Man, but being a now-not-so-recent graduate, trying idealistically to find a green collar job in a tourist town in the middle of a recession, because the job you have is temporary, the other job you have doesn't have the budget to give their staff more than a few hours a week, and the restaurants won't even look twice at you because you don't have any table-waiting experience--is tough.
So you turn to a year of service, only so does everybody else your age who is vaguely idealistic, wants to live where you already live, and can't find work any other way. And you can't quite compete there either--or maybe you can, because half of the problem is evaporating funding. And with all the advice you read about not wasting employers' time--it is hard not to get, well, frustrated, about that.
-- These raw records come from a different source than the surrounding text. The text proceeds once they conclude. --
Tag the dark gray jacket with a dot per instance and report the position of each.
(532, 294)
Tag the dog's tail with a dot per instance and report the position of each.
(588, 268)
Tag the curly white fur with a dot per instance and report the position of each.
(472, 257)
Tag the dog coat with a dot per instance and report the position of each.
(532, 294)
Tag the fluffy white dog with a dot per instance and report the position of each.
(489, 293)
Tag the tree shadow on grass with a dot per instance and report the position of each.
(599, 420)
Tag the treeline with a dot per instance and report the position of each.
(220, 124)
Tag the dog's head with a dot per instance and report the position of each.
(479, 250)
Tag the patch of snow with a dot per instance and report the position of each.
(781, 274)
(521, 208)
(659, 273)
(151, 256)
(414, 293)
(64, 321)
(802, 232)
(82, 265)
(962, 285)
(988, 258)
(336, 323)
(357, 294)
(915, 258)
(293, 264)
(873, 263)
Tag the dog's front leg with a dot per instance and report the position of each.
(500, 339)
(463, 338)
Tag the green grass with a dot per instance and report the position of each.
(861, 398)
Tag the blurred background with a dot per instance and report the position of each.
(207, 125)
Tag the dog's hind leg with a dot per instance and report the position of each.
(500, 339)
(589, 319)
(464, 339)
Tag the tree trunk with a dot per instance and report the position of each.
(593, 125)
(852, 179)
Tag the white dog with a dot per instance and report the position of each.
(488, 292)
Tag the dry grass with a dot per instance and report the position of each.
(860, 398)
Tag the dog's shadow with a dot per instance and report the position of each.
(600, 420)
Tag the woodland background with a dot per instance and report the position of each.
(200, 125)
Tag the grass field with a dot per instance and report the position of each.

Performance in school is not the same thing as performance in the real world. I think there's a demographic of people, who take school seriously because we like to take the endeavors we do seriously, and school for the past 16 years has been our most serious of endeavors. In school, your evaluation of performance, your A, if you will, is yours, if you earn it. It's not somebody else's that you are taking away from them. And I definitely think grade standards have fallen in many places so that As are pretty easy to come by. Then you get an inflated sense of your ability, your talent, your potential.
Or maybe it's just a recession.
There are two ways to look at constant rejection. One is to take it as a marker of your real, post-school self worth. To lower ego, make you realize that you're not that great, and that you now need to re-evaluate your dreams and goals with a real idea of your potential and capabilities, which aren't very much. There's some kind of self-depreciating egoism in feeling that way. It's addictive, even.
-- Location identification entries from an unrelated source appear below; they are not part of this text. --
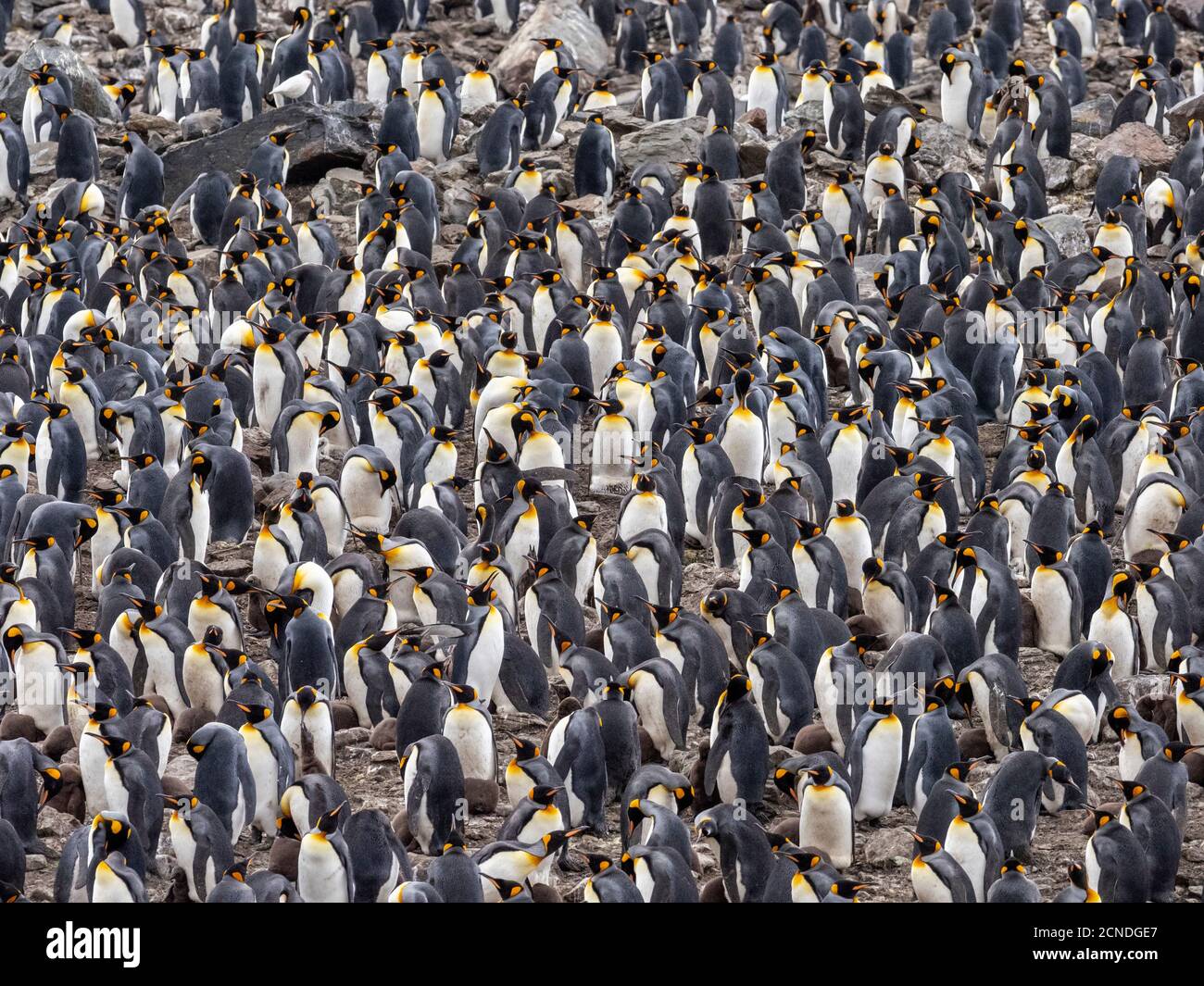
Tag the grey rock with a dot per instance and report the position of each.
(552, 19)
(1092, 116)
(887, 844)
(1136, 140)
(663, 141)
(326, 136)
(89, 93)
(200, 124)
(1068, 231)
The other is to take each rejection as a personal challenge to improve, to succeed despite all those people who "don't feel you fall into the pool of extremely qualified applicants" (you being merely a good one). Know it's not personal except in that it motivates you to remain personally dedicated to making yourself as awesome as you can be, to pull out all the stops, network like crazy, figure out what you can provide to them. And buddy, I want to be the best I can be, I know how to evaluate and correct my performance, and I know how to articulate what I have to offer. I not only can succeed, I will, and I will bring benefit to my employer.
The whole point of this is that I don't want to go to graduate school just because.